How To Open Your Monogamous Relationship
Threesome expert, Gigi Engle, shares everything you need to know.
Ethical or consensual non-monogamy is having a resurgence thanks to millennials and Gen Z. Where it was once highly stigmatized and taboo, the veil is lifting and people are becoming increasingly open about their desire to explore the dating style. According to 3Fun’s latest study, “43% of millennials stated their preferred relationship type is consensual non-monogamy, with one-third of Americans stating that some form of non-monogamy is their ideal relationship type.” Other brands in the sex industry like LELO, and lesbian dating app HER have also found that polyamory is a priority for their clientele, while Tinder found that situationships — the less ethical sibling of polyamory, are trending for Gen Z, too.
There are several different styles of ethical non-monogamy from “threesomes, poly, or swinging,” shares Engle. As a result, she suggests couples “become clear on what they want,” and set specific intentions. While you explore, “be as flexible as possible to the needs and desires of your partners. This also rings true for solving problems and managing expectations. Allowing flexibility for everyone involved, especially at the start of the relationship, will help these relationships run smoothly.”
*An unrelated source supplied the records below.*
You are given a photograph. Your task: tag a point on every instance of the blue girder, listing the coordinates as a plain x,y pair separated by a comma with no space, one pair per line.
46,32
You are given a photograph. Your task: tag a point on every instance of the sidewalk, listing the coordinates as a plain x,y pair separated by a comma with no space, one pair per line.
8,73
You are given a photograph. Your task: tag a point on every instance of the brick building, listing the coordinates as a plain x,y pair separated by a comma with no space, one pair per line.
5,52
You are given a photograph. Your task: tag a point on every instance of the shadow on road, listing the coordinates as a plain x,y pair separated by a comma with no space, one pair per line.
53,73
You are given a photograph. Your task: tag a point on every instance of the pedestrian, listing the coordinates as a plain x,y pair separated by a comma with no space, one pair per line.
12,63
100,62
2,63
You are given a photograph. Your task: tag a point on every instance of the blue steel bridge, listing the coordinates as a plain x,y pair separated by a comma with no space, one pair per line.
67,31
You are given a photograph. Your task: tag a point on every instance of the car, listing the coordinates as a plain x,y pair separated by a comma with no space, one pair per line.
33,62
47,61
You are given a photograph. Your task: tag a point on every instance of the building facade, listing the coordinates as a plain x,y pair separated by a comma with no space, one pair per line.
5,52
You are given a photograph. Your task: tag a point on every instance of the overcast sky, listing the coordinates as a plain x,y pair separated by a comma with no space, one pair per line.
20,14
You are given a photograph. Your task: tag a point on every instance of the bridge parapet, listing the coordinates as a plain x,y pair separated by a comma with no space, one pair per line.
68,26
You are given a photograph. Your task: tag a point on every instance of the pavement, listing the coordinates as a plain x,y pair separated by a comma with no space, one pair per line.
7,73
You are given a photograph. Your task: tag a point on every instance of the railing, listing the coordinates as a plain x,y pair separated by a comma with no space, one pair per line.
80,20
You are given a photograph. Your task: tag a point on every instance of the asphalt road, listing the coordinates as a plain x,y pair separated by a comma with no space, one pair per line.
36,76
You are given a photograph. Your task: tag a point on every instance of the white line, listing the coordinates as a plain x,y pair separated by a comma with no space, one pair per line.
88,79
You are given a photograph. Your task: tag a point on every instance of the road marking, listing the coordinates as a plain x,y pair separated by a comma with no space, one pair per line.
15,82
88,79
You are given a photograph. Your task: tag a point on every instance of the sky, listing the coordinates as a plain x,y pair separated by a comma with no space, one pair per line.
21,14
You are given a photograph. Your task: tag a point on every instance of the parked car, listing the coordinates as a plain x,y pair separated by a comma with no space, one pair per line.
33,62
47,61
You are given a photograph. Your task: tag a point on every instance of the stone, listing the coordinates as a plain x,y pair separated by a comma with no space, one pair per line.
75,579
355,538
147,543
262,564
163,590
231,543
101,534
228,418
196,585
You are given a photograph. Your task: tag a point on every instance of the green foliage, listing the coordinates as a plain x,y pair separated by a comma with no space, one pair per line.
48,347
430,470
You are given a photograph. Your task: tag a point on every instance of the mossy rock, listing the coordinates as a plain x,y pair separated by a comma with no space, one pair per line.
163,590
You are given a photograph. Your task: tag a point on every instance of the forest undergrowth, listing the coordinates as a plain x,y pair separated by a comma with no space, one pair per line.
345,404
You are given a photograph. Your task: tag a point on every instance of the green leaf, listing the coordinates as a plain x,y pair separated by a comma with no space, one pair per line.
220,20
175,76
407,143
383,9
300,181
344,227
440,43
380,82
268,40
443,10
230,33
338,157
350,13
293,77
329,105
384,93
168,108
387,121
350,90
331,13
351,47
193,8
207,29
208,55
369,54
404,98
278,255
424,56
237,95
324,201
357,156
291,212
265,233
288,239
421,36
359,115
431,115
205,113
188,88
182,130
Lastly, remember that communication is your bestie. “Once you know what you want, communicate that to your partner(s)” Engle says. If you’re in a relationship, “communicate your desires, be clear with expectations, set boundaries and keep communication active.” For those who are single and exploring, “be upfront and honest with any new partners to ensure they are aware and on board with being in a consensually non-monogamous relationship.”